◇ how it works

five steps. no surprises.

this page is the user-friendly walkthrough. if you want the engine internals, benchmarks, and full security posture — that lives at /under-the-hood.

━━ the 5-step flow

  1. 01
    sign in

    email magic link. no passwords stored, ever. lost access? request a new link.

  2. 02
    upload

    drag-drop a .tmx (up to 2 GB). uploaded directly to encrypted object storage via a one-time signed URL — bytes never touch our API node.

  3. 03
    preview · free

    we scan and show you exactly what will be removed: duplicates, junk, projected output size. doesn't consume your quota until you proceed.

  4. 04
    pick a preset · then clean

    three named presets cover ~95% of jobs — Lenient / Balanced / Strict — one click, eleven options applied. fine-tune via the Custom rules panel if you need to. the engine streams through your file in two passes, never loading it into RAM.

  5. 05
    download

    one bundle.zip (cleaned.tmx + removed.tmx + removed.csv, max compression). individual files also available. original upload is purged the moment processing finishes; downloads stay live for 24 hours.

━━ pick a preset · or fine-tune

three named cards above the rules panel — one click applies eleven options atomically. the right shape for ~95% of jobs. power users open the “custom rules” disclosure for the granular toggle panel underneath.

Lenient
keep more · QA & review

preserves untranslated entries, MT-flagged TUs, and short UI labels verbatim. Good for human review or pre-delivery inspection where you want the final say.

Balanced
default · LSP delivery

drops mechanical leakage (untranslated, empty target, MT-flagged) but doesn't run the strict QA validators. Sane defaults for delivering a TM to a client.

Strict
cut deep · MT training

everything Balanced does plus all QA validators on (placeholder mismatch, mojibake, length anomalies) and case-insensitive dedup for tighter merging. Right shape for MT-training datasets.

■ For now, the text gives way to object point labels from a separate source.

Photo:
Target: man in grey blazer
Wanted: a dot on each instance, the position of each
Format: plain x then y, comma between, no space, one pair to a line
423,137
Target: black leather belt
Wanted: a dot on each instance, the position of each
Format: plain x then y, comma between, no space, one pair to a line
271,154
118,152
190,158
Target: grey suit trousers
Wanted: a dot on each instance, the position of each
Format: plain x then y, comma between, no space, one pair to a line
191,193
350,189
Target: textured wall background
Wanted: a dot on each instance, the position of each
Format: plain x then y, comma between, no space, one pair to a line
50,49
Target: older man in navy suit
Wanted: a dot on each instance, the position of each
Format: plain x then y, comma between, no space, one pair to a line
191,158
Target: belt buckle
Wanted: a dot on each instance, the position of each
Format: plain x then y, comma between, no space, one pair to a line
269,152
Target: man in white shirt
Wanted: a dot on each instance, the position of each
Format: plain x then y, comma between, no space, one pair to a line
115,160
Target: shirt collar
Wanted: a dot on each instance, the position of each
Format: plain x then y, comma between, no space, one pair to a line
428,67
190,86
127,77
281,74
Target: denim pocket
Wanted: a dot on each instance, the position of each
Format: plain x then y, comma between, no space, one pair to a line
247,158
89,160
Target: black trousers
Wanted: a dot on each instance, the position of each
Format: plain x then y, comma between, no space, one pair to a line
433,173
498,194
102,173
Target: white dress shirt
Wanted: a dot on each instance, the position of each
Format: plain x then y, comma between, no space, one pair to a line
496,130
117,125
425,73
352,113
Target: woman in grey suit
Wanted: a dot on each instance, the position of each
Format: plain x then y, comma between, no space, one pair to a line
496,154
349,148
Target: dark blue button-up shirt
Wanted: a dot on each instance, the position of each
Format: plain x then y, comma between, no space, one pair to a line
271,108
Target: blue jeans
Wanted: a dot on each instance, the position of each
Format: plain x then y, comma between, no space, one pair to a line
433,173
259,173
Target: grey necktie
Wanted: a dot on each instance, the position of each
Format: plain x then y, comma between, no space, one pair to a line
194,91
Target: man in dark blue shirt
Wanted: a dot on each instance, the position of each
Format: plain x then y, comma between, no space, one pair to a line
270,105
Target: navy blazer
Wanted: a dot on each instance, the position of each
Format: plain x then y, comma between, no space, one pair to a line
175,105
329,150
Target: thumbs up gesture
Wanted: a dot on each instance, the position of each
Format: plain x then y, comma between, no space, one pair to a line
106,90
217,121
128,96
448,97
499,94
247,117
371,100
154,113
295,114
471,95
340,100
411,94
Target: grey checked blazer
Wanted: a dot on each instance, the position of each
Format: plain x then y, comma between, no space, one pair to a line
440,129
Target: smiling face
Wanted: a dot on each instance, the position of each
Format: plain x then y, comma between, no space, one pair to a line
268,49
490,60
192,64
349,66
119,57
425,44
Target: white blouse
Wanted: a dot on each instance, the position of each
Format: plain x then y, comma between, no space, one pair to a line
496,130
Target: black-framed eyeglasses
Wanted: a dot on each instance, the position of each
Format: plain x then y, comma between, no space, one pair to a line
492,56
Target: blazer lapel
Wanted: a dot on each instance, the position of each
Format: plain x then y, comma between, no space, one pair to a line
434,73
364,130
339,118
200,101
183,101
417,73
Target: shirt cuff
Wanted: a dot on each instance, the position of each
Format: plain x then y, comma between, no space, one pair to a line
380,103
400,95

━━ what gets removed · or flagged

the engine ships eight cleanup classifiers, grouped into three categories. each is individually toggleable in the custom-rules panel; the presets above bundle sane defaults so you don’t have to pick.

duplicates
  • exact matches by normalized source
  • whitespace-only differences
  • winner picked by Popular / Latest — or by your priority-author list
  • manual per-group override always available in the preview
structural junk
  • empty source / empty target
  • single character · pure numbers
  • URLs · emails · phone numbers
  • pure tags · repeated symbols (--- / === / ***)
  • suspect markup (closing-tag corruption from CAT round-trips)
translation-quality red flags
  • untranslated (target = source · case + whitespace ignored)
  • MT-flagged TUs (creationid / changeid contains MT engine signature)
  • length outliers — target much longer OR shorter than source · NFC-normalised so CJK / Indic / Thai targets are treated fairly
  • placeholder mismatch — {0} / %s / <ph/> count differs between source and target
  • mojibake (encoding corruption — 'café' → 'café' style)
  • brand / DNT terms missing in target — you list iPhone, HIPAA, etc. and we flag any TU where the term appears in source but not target

━━ priority authors

when duplicates conflict, you can rank the trusted translators whose variants should win. an ordered list (5–20 names typically) overrides the Popular / Latest strategy for any group where one of those authors has a variant; everywhere else falls back to your default. catches the senior-translator-vs-freelancer case that no major CAT tool solves at TM-cleanup time.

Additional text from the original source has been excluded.